Have you moved recently? Make sure you update your property roll number when you make a payment through your bank.

When are property taxes due?

You must pay your property taxes by June 28, 2019 to avoid penalties.

A 7% penalty is added to any unpaid tax bill balance after June 28.

I filed a complaint against my assessment with the Assessment Review Board. Do I still have to pay my taxes by the due date?

Yes. If you have filed a complaint against your assessment you must still pay your taxes by the due date to avoid a late payment penalty.

If the Assessment Review Board (LARB or CARB) or Court of Queen's Bench or Municipal Government Board makes a decision on your complaint that results in a lower tax levy, the reduction is credited to the tax account. If this tax reduction results in a credit balance, interest is paid on the municipal portion. A refund cheque is issued for accounts with a credit balance greater than $25 (credits of less than $25 will remain on the account.)

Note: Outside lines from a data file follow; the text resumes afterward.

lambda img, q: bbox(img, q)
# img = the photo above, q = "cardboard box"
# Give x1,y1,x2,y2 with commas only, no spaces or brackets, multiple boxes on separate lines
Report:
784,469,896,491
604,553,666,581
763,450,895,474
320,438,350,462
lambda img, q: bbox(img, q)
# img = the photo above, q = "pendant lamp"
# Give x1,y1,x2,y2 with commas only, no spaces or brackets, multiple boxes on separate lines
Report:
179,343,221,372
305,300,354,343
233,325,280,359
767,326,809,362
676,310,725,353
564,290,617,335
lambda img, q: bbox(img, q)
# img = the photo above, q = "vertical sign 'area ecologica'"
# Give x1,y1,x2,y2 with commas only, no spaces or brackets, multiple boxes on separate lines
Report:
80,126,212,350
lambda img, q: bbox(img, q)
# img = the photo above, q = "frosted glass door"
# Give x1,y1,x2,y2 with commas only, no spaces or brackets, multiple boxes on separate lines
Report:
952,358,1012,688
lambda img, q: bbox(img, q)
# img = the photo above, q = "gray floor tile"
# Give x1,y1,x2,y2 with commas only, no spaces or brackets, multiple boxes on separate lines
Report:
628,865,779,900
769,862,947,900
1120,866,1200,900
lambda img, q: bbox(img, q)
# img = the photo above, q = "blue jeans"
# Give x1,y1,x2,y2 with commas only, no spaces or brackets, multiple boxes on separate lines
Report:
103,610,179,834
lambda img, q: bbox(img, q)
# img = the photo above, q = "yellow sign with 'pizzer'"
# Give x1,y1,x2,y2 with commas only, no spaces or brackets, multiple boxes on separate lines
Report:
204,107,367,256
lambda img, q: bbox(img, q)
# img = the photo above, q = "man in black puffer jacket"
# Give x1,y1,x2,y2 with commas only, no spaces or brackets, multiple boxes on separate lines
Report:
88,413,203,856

Do I have options other than paying the entire tax bill amount on June 28?

The Tax Instalment Payment Plan (TIPP) is a popular program that allows you to pay your property tax on a monthly basis instead of one payment in June, making budgeting easier.

You may join at any time during the year. However, if you join after January 1, there is a filing fee of 2% of the missed instalments.

Property assessment

Where can I find my property's assessed value

Property assessment notices are mailed in January to all property owners, both residential and non-residential.

You can find the assessed value of your property or any other Calgary property online using Assessment Search. You do not have to log in to search for assessed values, however, for more detailed information (including your previous year's assessment, your tax information and specific property details) you can log into Assessment Search using your City myID account.

For more information on how to use Assessment Search, see the help guides for property owners.

How is my property assessed?

Your property assessment notice sent in January is based on your property's market value, the amount it likely would have sold for last July 1st, and improvements to its physical condition as of Dec. 31.

The assessment process follows legislative requirements set by the Province on how properties are assessed to determine the values for all properties, which in turn determines the distribution of municipal taxes. Assessors look at many factors including your property's details such as age, location, lot size, additions or renovations and sales of similar properties in the neighbourhood in the last three years. Your individual assessment comes from the analysis of sold properties in your neighbourhood that are very similar to yours.

Your assessed property value goes through internal checks and balances and a provincial audit before the notice is mailed to you in early January.

What if I don't agree with the assessed value?

If you have any questions or concerns about your assessment, contact Assessment at 403-268-2888 during the Customer Review Period as printed on your notice. Your assessor may be able to resolve your concerns without the need to file a formal complaint.

If you still disagree with your assessment, visit the Assessment Review Board for more information and/or to file a complaint online. Formal complaints with the Assessment Review Board can only be made during the dates indicated on your assessment notice. 

View the 2019 residential property assessment and tax timeline

View the 2019 non-residential property assessment and tax timeline

How does my assessment affect my property taxes?

Your property assessment is used to determine your share of taxes, relative to all properties in Calgary, to meet The City's budget needs.

Once Council has set the tax rate, your assessment is then multiplied by the tax rate and the result is your share of property tax shown on your tax bill.